- Tonawanda in the Severn River while serving as a training ship c. 1870

History

United States
- Name: Tonawanda
- Namesake: Tonawanda Creek, New York
- Builder: Philadelphia Navy Yard, Philadelphia, Pennsylvania
- Laid down: 1863
- Launched: 6 May 1864
- Commissioned: 12 October 1865
- Decommissioned: 22 December 1865
- Recommissioned: 23 October 1866
- Decommissioned: 1872
- Renamed: Amphitrite, 15 June 1869
- Fate: Scrapped, 1873–1874

General characteristics
- Class & type: Miantonomoh-class monitor
- Displacement: 3,400 long tons (3,455 t)
- Length: 259 ft 6 in (79.1 m) (o/a)
- Beam: 52 ft 10 in (16.1 m)
- Draft: 13 ft 5 in (4.1 m)
- Depth: 14 ft (4.3 m)
- Installed power: 4 Martin water-tube boilers; 1,400 ihp (1,044 kW);
- Propulsion: 2 shafts; 4 HRCR steam engines
- Speed: 9–10 knots (17–19 km/h; 10–12 mph)
- Complement: 150 officers and enlisted men
- Armament: 2 × twin 15 in (381 mm) smoothbore Dahlgren guns
- Armor: Side: 5 in (127 mm); Turrets: 10 in (254 mm); Pilothouse: 8 in (203 mm); Deck: 1.5 in (38 mm);

= USS Tonawanda (1864) =

Miantonomoh-class monitor

USS Tonawanda was one of four s built for the United States Navy during the American Civil War of 1861–1865. Commissioned in 1865 after the war ended in May, the ship was decommissioned at the end of the year, but was reactivated to serve as a training ship at the United States Naval Academy in 1866. She was renamed Amphitrite in 1869 and was decommissioned again in 1872. The monitor was sold for scrap the following year.
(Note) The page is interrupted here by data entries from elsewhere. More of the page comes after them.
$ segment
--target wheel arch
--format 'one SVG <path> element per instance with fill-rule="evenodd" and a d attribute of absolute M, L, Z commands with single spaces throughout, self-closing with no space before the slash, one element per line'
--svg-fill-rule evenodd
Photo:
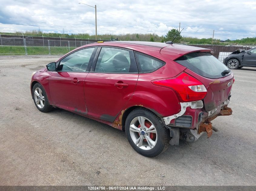
<path fill-rule="evenodd" d="M 238 60 L 239 61 L 239 65 L 241 65 L 241 64 L 242 63 L 242 61 L 241 60 L 241 59 L 240 59 L 239 58 L 238 58 L 237 57 L 232 56 L 232 57 L 231 57 L 230 58 L 228 58 L 228 61 L 227 61 L 227 64 L 226 64 L 226 66 L 228 66 L 228 62 L 231 59 L 236 59 L 237 60 Z"/>
<path fill-rule="evenodd" d="M 35 84 L 36 84 L 37 83 L 39 83 L 39 84 L 40 83 L 37 81 L 35 80 L 34 81 L 33 81 L 31 82 L 31 85 L 30 85 L 30 91 L 31 92 L 31 96 L 32 97 L 32 98 L 33 98 L 33 87 L 35 85 Z"/>
<path fill-rule="evenodd" d="M 122 125 L 122 129 L 123 131 L 125 131 L 125 121 L 126 121 L 126 119 L 127 118 L 128 115 L 129 115 L 129 114 L 133 110 L 138 108 L 141 108 L 142 109 L 145 109 L 149 111 L 151 111 L 158 117 L 161 116 L 159 113 L 158 113 L 155 111 L 154 111 L 153 110 L 145 107 L 143 107 L 141 106 L 135 105 L 131 106 L 125 110 L 123 114 L 122 115 L 121 114 L 121 116 L 121 116 L 121 124 Z"/>

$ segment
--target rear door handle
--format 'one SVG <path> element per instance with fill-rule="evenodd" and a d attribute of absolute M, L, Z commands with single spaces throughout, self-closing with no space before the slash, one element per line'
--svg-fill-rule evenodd
<path fill-rule="evenodd" d="M 128 86 L 128 84 L 122 84 L 122 83 L 115 83 L 115 86 L 117 87 L 127 87 Z"/>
The Navy Department evaded the Congressional refusal to order new ships by claiming that the Civil War-era ship was being repaired while building a new monitor of the same name.

==Description==
The Miantonomoh class was designed by John Lenthall, Chief of the Bureau of Construction and Repair, although the ships varied somewhat in their details. Tonawanda was 259 ft 6 in long overall, had a beam of 52 ft 10 in and had a draft of 13 ft 5 in. The ship had a depth of hold of 14 ft, a tonnage of 1,564 tons burthen and displaced 3400 LT. Her crew consisted of 150 officers and enlisted men.

Tonawanda was powered by four inclined horizontal-return connecting-rod steam engines designed by the Engineer-in-Chief of the Navy, Benjamin F. Isherwood. Each pair of engines drove a propeller shaft using steam generated by four Martin vertical water-tube boilers. The engines were rated at 1400 ihp and gave the ship a top speed of 9–10 kn. She was designed to carry 300 LT of coal.

===Armament and armor===
Her main battery consisted of four smoothbore, muzzle-loading, 15 in Dahlgren guns mounted in two twin-gun turrets, one each fore and aft of the single funnel. Each gun weighed approximately 43000 lb. They could fire a 350 lb shell up to a range of 2100 yd at an elevation of +7°.

The sides of the hull of the Miantonomoh-class ships were protected by five layers of 1 in wrought-iron plates that tapered at their bottom edge down to total of 3 in, backed by 12–14 in of wood. The armor of the gun turret consisted of ten layers of one-inch plates and the pilot house had eight layers. The ship's deck was protected by armor 1.5 in thick. The bases of the funnel and the ventilator were also protected by unknown thicknesses of armor.

==Construction and career==
Tonawanda, named after Tonawanda Creek, New York, was laid down in 1863 at the Philadelphia Navy Yard, Philadelphia, Pennsylvania, launched on 6 May 1864, and commissioned on 12 October 1865 with Commander William Ronckendorff in command. Completed too late for service in the war, Tonawanda was decommissioned at the Washington Navy Yard on 22 December. She was reactivated on 23 October 1866 to serve as a training ship at the United States Naval Academy in Annapolis, Maryland. The ship was renamed Amphitrite on 15 June 1869 and she was decommissioned in 1872. By this time her wooden hull was rotting and she was sold for scrap in 1873 to Harlan and Hollingsworth Co. of Wilmington, Delaware. Although Congress was informed by the Navy Department that the Civil War-era ship was being repaired, a new iron-hulled monitor of the same name was built with repair money and the proceeds of her sale because Congress refused to fund any new construction at this time.